Part two of a portrait of a community under siege

NADINE JOSEPH
During the past months, attacks upon Jews and Jewish institutions in France - including synagogues and cemeteries - have intensified.

Part one of this two-part series revealed how these attacks have splintered the Jewish community along lines of religious observance, social class, politics, age and origins. It also showed that the community has been shocked by the government's initial reaction to downplay the seriousness of the attacks.
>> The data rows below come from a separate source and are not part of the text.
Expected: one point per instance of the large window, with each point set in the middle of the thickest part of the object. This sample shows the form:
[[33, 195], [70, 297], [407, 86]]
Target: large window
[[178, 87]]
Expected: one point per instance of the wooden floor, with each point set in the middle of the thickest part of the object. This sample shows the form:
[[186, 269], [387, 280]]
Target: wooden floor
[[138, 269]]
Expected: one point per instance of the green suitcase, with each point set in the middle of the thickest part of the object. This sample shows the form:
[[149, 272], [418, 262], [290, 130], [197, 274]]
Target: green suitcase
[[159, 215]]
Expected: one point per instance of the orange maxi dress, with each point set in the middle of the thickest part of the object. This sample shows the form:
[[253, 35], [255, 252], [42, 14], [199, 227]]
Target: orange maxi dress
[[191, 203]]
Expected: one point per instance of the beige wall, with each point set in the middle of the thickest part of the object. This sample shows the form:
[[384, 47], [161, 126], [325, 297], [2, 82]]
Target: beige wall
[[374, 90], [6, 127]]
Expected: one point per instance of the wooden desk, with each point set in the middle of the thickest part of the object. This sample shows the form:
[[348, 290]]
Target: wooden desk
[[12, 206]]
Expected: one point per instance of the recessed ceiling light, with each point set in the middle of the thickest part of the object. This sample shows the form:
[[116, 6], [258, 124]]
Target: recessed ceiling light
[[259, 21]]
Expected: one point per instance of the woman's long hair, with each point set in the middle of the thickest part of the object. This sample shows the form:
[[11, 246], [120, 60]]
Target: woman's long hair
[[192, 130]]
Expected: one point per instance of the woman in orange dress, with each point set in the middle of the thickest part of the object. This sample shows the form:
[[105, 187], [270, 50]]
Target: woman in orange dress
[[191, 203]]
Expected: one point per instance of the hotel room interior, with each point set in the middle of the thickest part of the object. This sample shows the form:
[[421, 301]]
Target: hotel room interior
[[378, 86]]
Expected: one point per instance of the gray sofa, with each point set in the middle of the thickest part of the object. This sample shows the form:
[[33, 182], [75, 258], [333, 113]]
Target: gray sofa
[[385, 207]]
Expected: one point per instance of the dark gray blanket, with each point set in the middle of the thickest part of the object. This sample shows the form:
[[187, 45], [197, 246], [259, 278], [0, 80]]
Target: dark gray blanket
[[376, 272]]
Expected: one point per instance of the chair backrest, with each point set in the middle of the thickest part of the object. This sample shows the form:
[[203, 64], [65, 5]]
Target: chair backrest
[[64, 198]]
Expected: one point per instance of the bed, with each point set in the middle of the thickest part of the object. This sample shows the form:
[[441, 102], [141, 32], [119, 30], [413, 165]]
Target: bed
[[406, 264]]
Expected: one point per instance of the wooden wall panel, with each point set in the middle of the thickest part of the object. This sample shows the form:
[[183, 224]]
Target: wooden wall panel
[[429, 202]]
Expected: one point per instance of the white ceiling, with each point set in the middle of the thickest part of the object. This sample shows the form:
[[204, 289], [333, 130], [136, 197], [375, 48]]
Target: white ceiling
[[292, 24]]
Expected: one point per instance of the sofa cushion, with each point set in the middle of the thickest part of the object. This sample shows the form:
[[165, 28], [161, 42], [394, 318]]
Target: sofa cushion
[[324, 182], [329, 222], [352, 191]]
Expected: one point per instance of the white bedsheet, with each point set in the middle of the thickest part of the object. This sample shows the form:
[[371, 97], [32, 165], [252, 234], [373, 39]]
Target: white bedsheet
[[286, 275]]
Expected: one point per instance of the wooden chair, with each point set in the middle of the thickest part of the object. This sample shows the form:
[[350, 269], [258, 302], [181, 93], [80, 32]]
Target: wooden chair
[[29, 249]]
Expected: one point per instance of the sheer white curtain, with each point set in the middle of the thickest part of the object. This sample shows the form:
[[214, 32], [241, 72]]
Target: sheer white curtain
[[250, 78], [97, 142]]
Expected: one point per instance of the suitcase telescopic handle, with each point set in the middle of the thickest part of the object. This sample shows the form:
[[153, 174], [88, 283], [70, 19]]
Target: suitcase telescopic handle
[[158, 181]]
As the threat of continued anti-Semitic attacks remains, some French Jews believe they have reacted as forcefully as they should, while others believe they have not reacted forcefully enough.
Eric Wahed
Eric Wahed, president of a Jewish university student group in Marseille, holds some of the charred remains of the synagogue in Caillol, which was burned down earlier this year.
Photo by Nadine Joseph

Pierre Levy describes his grandfathers as "bleu-blanc-rouge," very patriotic, emphasizing their French identity over their Jewish identity.

During the past few months, however, he says people have been asking themselves, " 'Am I French?' And the answer is a resounding, 'Yes. Yes, we are French, but we must be more vigilant.' "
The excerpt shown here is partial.